Extension of Baire's Theorem

Question

Let $X$ be a topological space, $\kappa$ be a cardinal number, such that there exists a dense subset $A\subseteq X$ of cardinality $\kappa$ but there does not exist a dense subset $A'\subseteq X$ of cardinality less than $\kappa$.

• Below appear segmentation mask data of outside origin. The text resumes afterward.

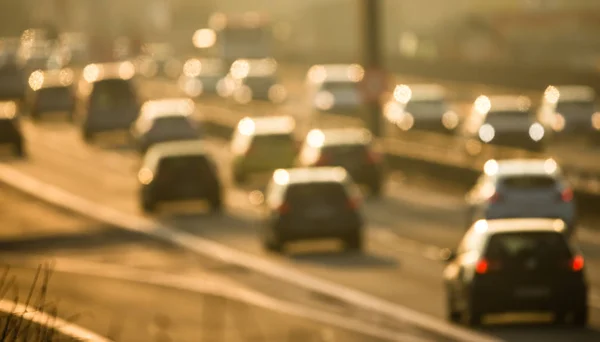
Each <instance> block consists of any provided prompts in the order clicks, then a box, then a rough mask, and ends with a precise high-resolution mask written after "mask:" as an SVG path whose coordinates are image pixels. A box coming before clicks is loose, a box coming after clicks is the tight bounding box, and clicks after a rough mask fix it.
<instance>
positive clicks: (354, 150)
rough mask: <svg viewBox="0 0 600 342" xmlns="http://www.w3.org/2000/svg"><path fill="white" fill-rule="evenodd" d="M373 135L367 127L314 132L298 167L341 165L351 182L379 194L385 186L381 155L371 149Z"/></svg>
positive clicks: (308, 137) (305, 150) (307, 137)
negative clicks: (355, 183)
mask: <svg viewBox="0 0 600 342" xmlns="http://www.w3.org/2000/svg"><path fill="white" fill-rule="evenodd" d="M372 142H373V139H372V135H371V132H369V130H367V129H365V128H332V129H322V130H321V129H313V130H311V131H310V132H309V133H308V134H307V136H306V139H304V143H303V144H302V147H301V148H300V152H299V153H298V159H297V166H299V167H315V166H341V167H344V168H345V169H346V171H347V172H348V173H349V174H350V176H351V177H352V179H353V180H354V181H355V182H356V183H357V184H361V185H366V186H367V187H368V188H369V190H370V192H371V193H372V194H373V195H376V196H378V195H380V194H381V192H382V190H383V184H384V178H385V177H384V170H383V169H384V167H383V160H382V158H381V155H379V154H378V153H376V152H375V151H374V149H373V146H372Z"/></svg>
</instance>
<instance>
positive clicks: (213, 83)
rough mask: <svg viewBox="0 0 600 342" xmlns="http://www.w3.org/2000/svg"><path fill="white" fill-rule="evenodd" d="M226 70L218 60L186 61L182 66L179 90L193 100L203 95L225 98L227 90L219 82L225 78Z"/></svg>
mask: <svg viewBox="0 0 600 342" xmlns="http://www.w3.org/2000/svg"><path fill="white" fill-rule="evenodd" d="M228 70H229V69H228V68H227V66H226V64H225V62H224V61H223V60H221V59H218V58H191V59H188V60H187V61H186V62H185V63H184V64H183V74H182V75H181V77H180V78H179V88H180V89H181V90H183V91H184V92H185V94H187V95H188V96H190V97H194V98H197V97H200V96H203V95H221V96H226V93H227V89H225V88H224V87H225V84H224V83H223V82H221V80H222V79H223V78H225V76H227V72H228ZM219 85H220V87H219Z"/></svg>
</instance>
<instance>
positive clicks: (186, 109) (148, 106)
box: [140, 97, 196, 120]
mask: <svg viewBox="0 0 600 342" xmlns="http://www.w3.org/2000/svg"><path fill="white" fill-rule="evenodd" d="M195 108H196V106H195V104H194V101H193V100H192V99H190V98H186V97H180V98H178V97H173V98H164V99H158V100H150V101H146V102H144V104H143V105H142V109H141V111H140V113H141V117H144V118H147V119H150V120H154V119H157V118H164V117H178V116H179V117H187V116H190V115H192V114H193V113H194V110H195Z"/></svg>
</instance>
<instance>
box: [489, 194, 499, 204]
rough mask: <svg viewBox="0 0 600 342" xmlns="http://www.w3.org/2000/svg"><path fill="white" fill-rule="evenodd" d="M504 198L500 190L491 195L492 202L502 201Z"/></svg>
mask: <svg viewBox="0 0 600 342" xmlns="http://www.w3.org/2000/svg"><path fill="white" fill-rule="evenodd" d="M501 200H502V196H501V195H500V194H499V193H498V192H494V194H493V195H492V196H490V198H489V201H490V203H496V202H500V201H501Z"/></svg>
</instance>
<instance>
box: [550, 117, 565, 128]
mask: <svg viewBox="0 0 600 342" xmlns="http://www.w3.org/2000/svg"><path fill="white" fill-rule="evenodd" d="M552 129H553V130H554V131H555V132H560V131H562V130H563V129H565V117H564V116H562V115H561V114H559V113H556V114H555V115H554V120H553V121H552Z"/></svg>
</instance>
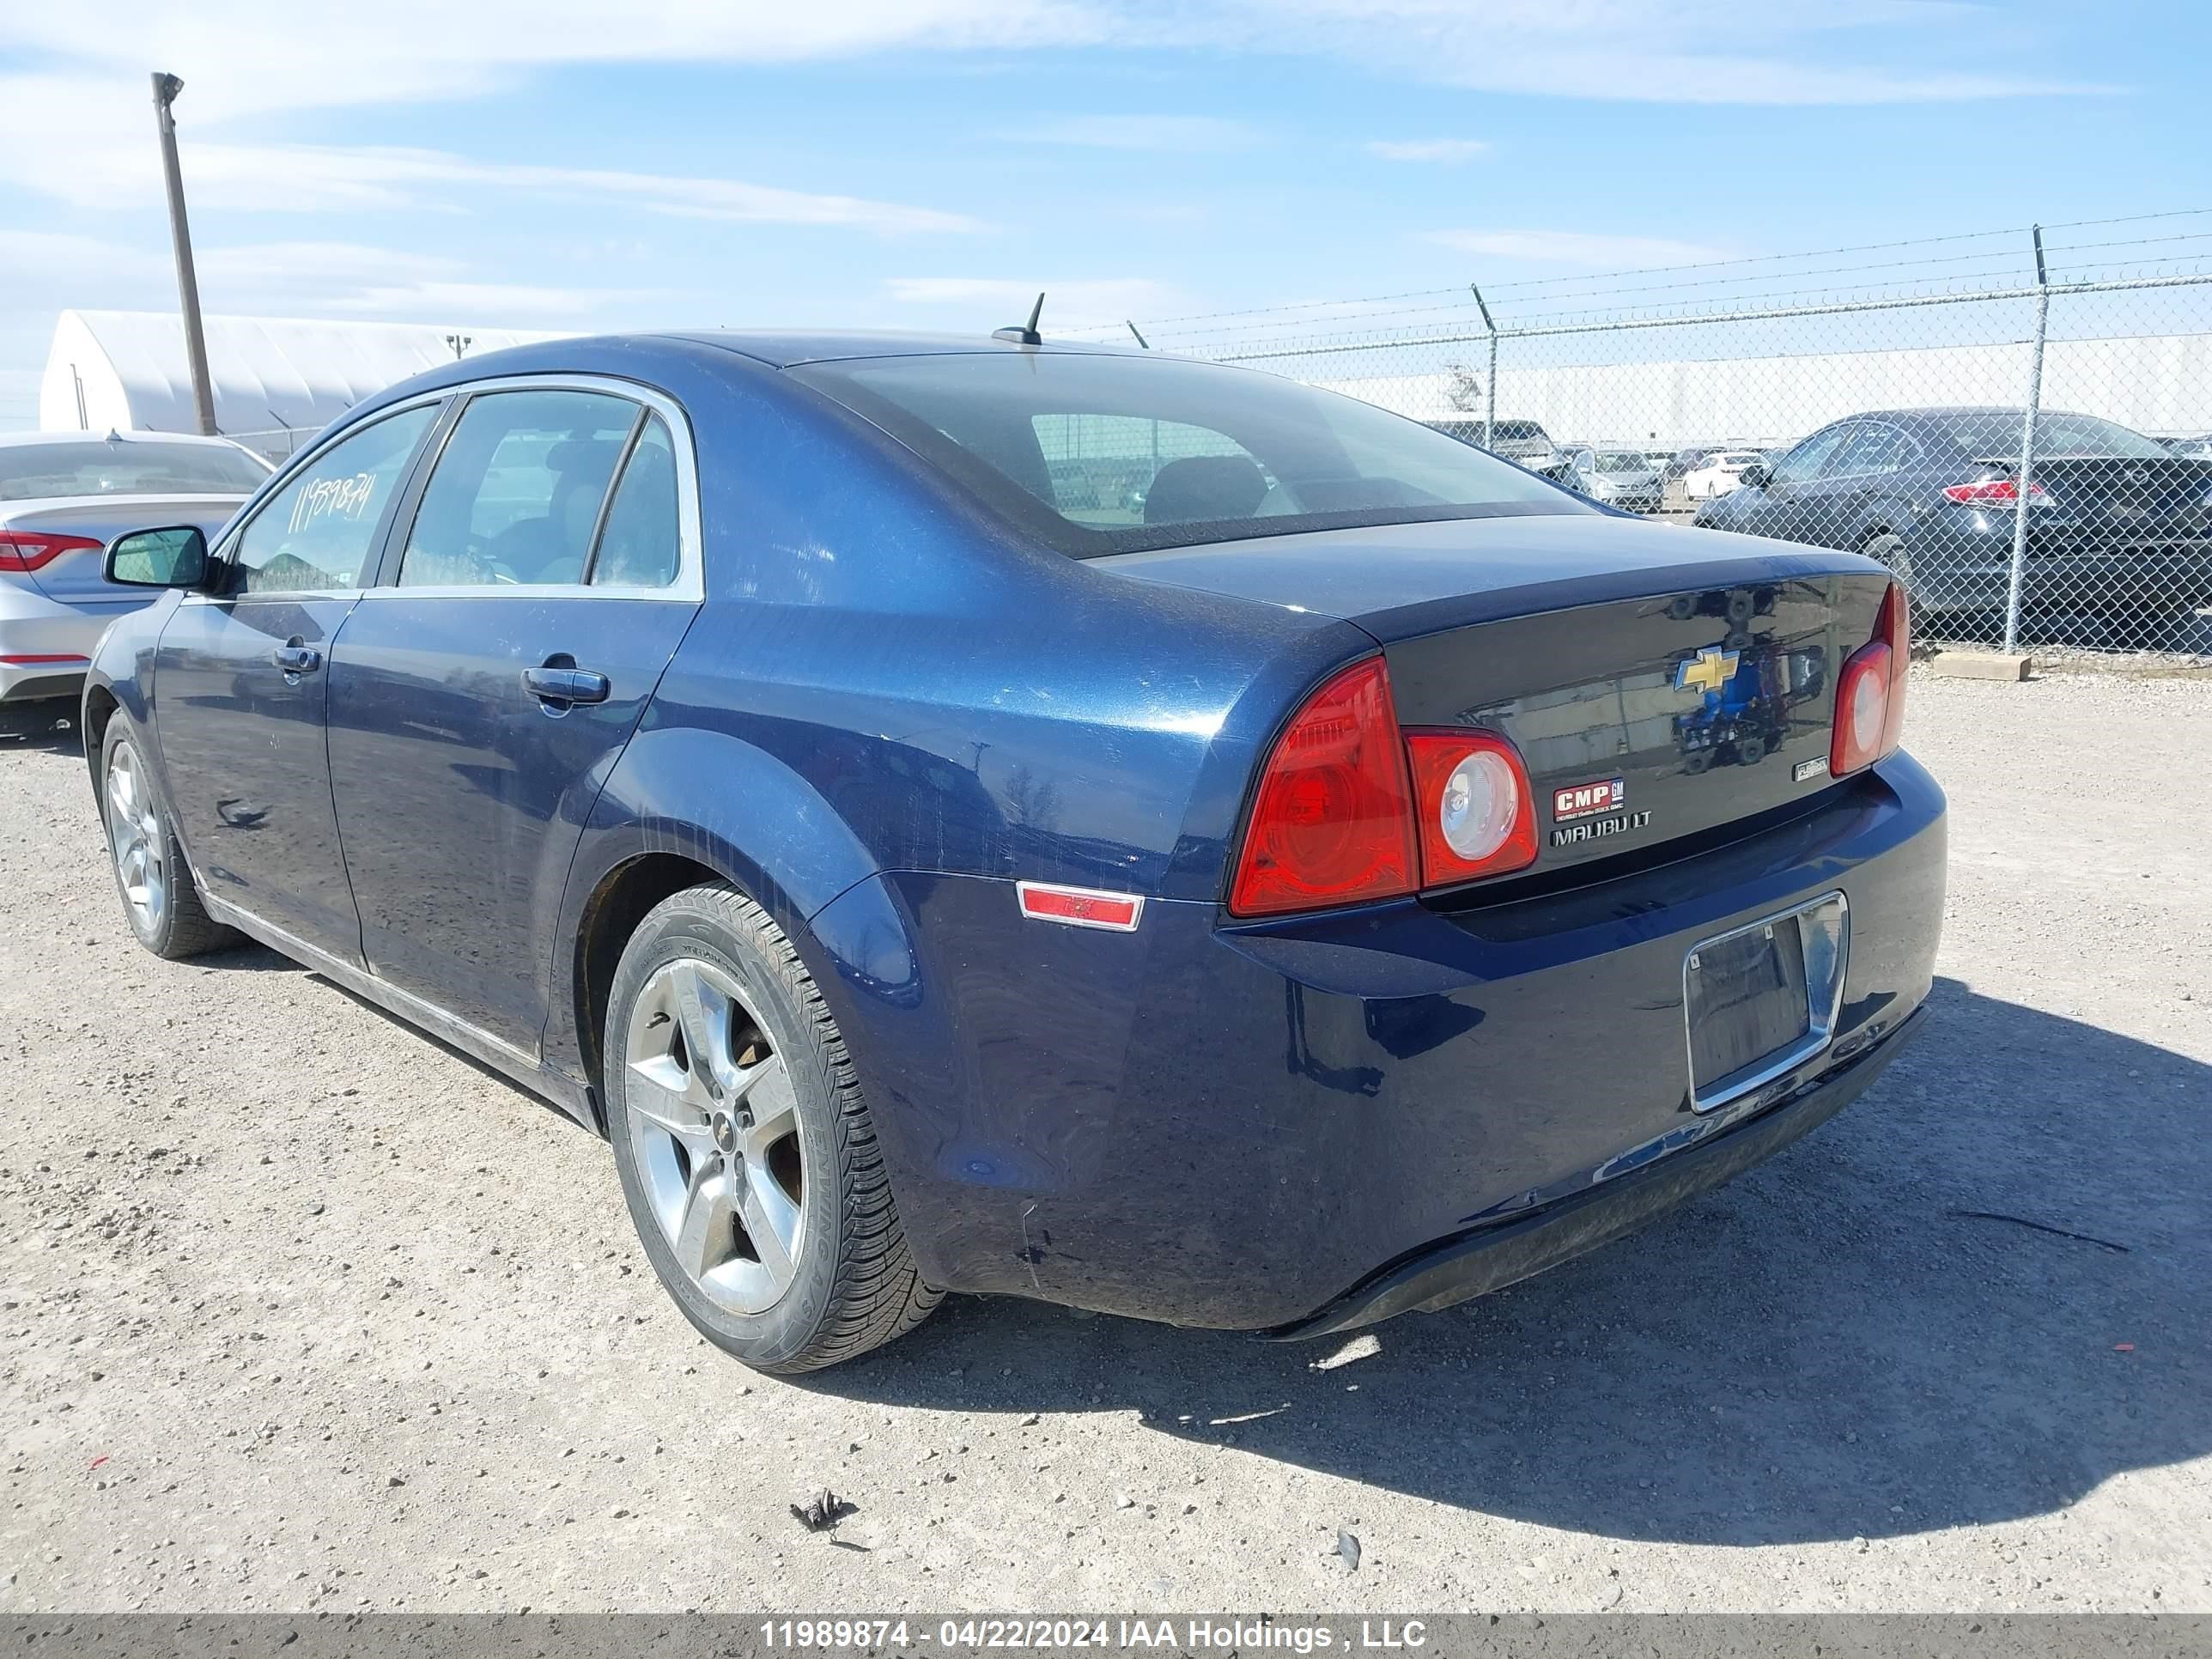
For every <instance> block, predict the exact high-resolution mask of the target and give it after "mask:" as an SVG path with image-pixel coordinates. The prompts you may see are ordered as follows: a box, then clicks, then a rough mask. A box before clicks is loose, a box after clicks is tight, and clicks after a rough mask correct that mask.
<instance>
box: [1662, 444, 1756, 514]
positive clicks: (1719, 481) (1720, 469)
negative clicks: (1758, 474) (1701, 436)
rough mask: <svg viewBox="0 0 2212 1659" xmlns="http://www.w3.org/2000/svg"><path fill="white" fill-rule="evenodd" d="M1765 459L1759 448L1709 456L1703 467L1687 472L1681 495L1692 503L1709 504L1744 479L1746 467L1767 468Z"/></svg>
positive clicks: (1682, 479) (1736, 449) (1683, 477)
mask: <svg viewBox="0 0 2212 1659" xmlns="http://www.w3.org/2000/svg"><path fill="white" fill-rule="evenodd" d="M1763 462H1765V456H1761V453H1759V451H1756V449H1723V451H1719V453H1714V456H1705V462H1703V465H1701V467H1694V469H1692V471H1686V473H1683V476H1681V493H1683V495H1688V498H1690V500H1692V502H1705V500H1712V498H1714V495H1725V493H1728V491H1732V489H1734V487H1736V482H1739V480H1741V478H1743V469H1745V467H1754V465H1763Z"/></svg>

Now, suppose that $X$ is a metric space which satisfies the above property for $\kappa\geq \aleph_0$. In this generality is there a Baire-type theorem stating that if $(A_{i})_{i \in I}$ is a collection of dense open subsets of $X$ each of Cardinality at most $\kappa$ and $I$ is of cardinality $\kappa$ then $ \cap_{i \in I} A_i \neq \emptyset? $

Answer 1

Such a hypothetical Baire theorem is not true: for every cardinal $\kappa$ of uncountable cofinality and any cofinal subset $C\subset \kappa$ of cardinality $|C|=\mathrm{cf}(\kappa)$, the Hilbert space $\ell_2(\kappa)$ of density $\kappa$ is a complete metric space that can be written as the union $\bigcup_{\alpha\in C}\ell_2(\alpha)$ of $\mathrm{cf}(\kappa)$ many closed nowhere dense subsets $\ell_2(\alpha)=\{x\in\ell_2(\kappa):x^{-1}(\mathbb R\setminus\{0\})\subset [0,\alpha)\}$. Then the intersection $\bigcap_{\alpha\in C}U_\alpha$ of the dense open sets $U_\alpha=\ell_2(\kappa)\setminus\ell_2(\alpha)$ is empty.

The same concerns the closed unit ball $B$ of $\ell_2(\kappa)$. In the weak topology, $B$ is (uniform Eberlein) compact, which can be written as the union of $\mathrm{cf}(\kappa)$ many closed nowhere dense subsets. So, the Baire Theorem does not extend even to the intersection of $\aleph_1$ many dense open sets in nice (namely, uniform Eberlein) compact spaces.

On the other hand, there are some extensions of the Baire Theorem for topological spaces of countable cellularity, but a metrizable space has countable cellularity if and only if it is separable, so such extensions do not concern metrizable spaces. Namely, the Martin's Axiom is equivalent to the statement:

For any compact Hausdorff space $K$ of countable cellularity, the intersection of less than continuum many dense open sets in $K$ is not empty.

As a first reading of this topic, you can look at section 1 called "Topology of MA" of the survey paper "Versions of Martin's Axiom" of William Weiss in "Handbook of Set-Theoretic Topology" published by Elsevier in far 1984.

Also there exists a well-known cardinal characteristic $\mathrm{cov}(\mathcal M)$ of the continuum, equal to the smallest number of open dense subsets in the real line whose intersection is empty. The value of $\mathrm{cov}(\mathcal M)$ is between $\omega_1$ and $\mathfrak c$, but its exact position in the segment $[\omega_1,\mathfrak c]$ depends on additional axioms of Set Theory. The cardinal $\mathrm{cov}(\mathcal M)$ is one of 10 cardinal characteristics of the continuum, composing the famous Cichon's Diagram.